За ним два танкиста встали, да шофер из команды Кречетова, да двое из охраны штаба, и еще кто-то, кого и узнать было нельзя: все лицо забинтовано, и из бинтов правый глаз смотрел. Молча взял автомат, пару запасных магазинов и пошел.

* * *

Пахло сухой осенней степью, горелой резиной, паленой краской, и каленым железом.

Афонин расстелил плащ-палатку, разобрал "дегтярь": внимательно осматривал каждую деталь, протирал до блеска и аккуратно смазывал. Рядом пристроился Дрозд: заряжал магазины к автоматам. Орудие - орудием, а автоматы должны быть под рукой. И с полным диском. Опарин прислонился спиной к стене окопа, забинтованные ноги, в уродливых опорках, вытянул и умудрялся сидеть на одной половине "казенника". Но не просто сидел-отдыхал, а тоже занимался делом: обучал Лихачева.

До сегодняшнего дня шофера к орудию не допускали. У водителя свои заботы, своя техника. Ею и должен заниматься. И вдруг, все изменилось, будто золотая рыбка хвостом махнула и обрызгала парня волшебной водичкой. Превратился Лихачев в командира орудия, а придачу, еще и в наводчика. Одним махом. И на Дрозда брызги попали. Уже не полковой писарь, и не просто артиллерист, а един в трех лицах: ящичный, замковый и заряжающий.

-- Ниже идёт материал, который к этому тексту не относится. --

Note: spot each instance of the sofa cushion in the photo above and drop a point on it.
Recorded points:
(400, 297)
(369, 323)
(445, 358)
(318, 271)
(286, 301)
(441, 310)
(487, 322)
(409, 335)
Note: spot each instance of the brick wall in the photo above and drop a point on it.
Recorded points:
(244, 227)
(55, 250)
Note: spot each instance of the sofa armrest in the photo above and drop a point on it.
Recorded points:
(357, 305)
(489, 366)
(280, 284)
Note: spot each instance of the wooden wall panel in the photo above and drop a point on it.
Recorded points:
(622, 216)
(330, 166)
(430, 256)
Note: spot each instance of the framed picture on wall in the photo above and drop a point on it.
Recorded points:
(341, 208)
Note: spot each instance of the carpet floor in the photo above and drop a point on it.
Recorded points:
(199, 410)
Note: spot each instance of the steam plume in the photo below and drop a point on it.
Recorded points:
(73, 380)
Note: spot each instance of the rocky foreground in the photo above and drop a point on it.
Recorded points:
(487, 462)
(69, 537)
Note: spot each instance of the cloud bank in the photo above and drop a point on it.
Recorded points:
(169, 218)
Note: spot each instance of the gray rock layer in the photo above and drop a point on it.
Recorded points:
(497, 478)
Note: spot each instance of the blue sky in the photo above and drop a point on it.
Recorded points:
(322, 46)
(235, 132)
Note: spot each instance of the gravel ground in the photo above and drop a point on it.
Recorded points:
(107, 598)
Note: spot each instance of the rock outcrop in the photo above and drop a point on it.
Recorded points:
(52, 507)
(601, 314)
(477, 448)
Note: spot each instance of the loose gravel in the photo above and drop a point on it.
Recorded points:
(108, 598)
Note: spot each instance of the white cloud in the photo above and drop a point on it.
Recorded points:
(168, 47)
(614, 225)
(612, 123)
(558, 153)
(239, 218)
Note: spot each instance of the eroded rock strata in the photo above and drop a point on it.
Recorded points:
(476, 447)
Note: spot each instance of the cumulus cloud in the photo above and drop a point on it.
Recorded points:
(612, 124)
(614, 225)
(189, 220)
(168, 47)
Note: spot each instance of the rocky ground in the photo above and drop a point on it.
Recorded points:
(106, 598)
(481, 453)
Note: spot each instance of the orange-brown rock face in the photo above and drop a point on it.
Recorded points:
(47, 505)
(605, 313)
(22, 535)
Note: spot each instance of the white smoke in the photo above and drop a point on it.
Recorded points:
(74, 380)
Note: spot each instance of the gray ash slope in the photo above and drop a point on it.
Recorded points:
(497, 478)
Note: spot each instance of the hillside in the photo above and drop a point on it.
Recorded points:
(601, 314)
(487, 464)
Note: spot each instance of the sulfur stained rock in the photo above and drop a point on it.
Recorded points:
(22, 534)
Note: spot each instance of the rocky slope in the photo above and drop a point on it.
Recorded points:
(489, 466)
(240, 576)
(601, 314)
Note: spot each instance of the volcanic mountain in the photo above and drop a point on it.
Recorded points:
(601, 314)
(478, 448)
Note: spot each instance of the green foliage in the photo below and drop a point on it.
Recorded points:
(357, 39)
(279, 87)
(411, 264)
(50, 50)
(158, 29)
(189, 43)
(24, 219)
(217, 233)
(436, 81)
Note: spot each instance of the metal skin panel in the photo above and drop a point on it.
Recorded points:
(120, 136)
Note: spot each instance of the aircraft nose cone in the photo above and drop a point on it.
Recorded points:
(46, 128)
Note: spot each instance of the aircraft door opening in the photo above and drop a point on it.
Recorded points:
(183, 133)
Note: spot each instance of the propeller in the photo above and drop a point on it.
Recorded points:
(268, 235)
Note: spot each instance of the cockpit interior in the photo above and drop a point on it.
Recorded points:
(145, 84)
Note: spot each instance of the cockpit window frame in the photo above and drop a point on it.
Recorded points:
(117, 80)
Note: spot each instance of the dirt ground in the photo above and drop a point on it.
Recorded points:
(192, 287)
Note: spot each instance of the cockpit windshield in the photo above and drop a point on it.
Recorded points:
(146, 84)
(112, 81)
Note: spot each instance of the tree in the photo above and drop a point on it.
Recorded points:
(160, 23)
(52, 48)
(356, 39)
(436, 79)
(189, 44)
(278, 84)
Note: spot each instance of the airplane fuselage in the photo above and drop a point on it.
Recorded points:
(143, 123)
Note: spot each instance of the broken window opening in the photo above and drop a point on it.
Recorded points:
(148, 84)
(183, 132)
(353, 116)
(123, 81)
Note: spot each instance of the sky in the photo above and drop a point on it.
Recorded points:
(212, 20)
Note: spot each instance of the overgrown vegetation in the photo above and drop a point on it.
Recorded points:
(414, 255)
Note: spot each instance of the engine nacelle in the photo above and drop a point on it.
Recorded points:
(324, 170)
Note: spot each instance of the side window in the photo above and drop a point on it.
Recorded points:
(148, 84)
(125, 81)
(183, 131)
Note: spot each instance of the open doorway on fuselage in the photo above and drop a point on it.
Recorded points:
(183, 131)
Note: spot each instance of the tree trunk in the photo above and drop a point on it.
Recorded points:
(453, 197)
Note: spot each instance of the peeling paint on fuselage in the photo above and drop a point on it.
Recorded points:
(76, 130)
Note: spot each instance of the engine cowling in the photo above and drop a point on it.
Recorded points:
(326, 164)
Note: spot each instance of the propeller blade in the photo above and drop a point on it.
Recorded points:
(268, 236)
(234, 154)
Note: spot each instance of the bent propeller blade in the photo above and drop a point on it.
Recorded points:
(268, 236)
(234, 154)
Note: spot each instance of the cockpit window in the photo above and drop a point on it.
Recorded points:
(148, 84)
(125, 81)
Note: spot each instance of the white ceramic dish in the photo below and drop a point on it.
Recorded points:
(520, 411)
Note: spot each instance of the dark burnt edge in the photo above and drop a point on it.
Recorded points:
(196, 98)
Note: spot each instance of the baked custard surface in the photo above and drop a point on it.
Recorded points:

В сказке все просто: махнула Золотая рыбка хвостом, тут тебе сразу и назначение на должность и талант, чтобы эту должность выполнять. В одном пакете. У старших лейтенантов полномочия не те. Назначить они еще могут ( в пределах своего весьма невысокого звания), а в смысле таланта, или даже, просто, умения... - тут уж скребись сам.

Лихачев два танка "наскреб" еще до вступления в должность. Неплохое, вроде, начало. Именно "вроде". Потому что подбил он их не от умения, а от везения. И от неграмотности своей артиллерийской. Танк прямо на орудие вышел, тут только успей в щель нырнуть. А Лихачев этого не сообразил и не успел вовремя испугаться. Вот и врезал во фрицевскую бронированную громадину бронебойным, потом и во вторую.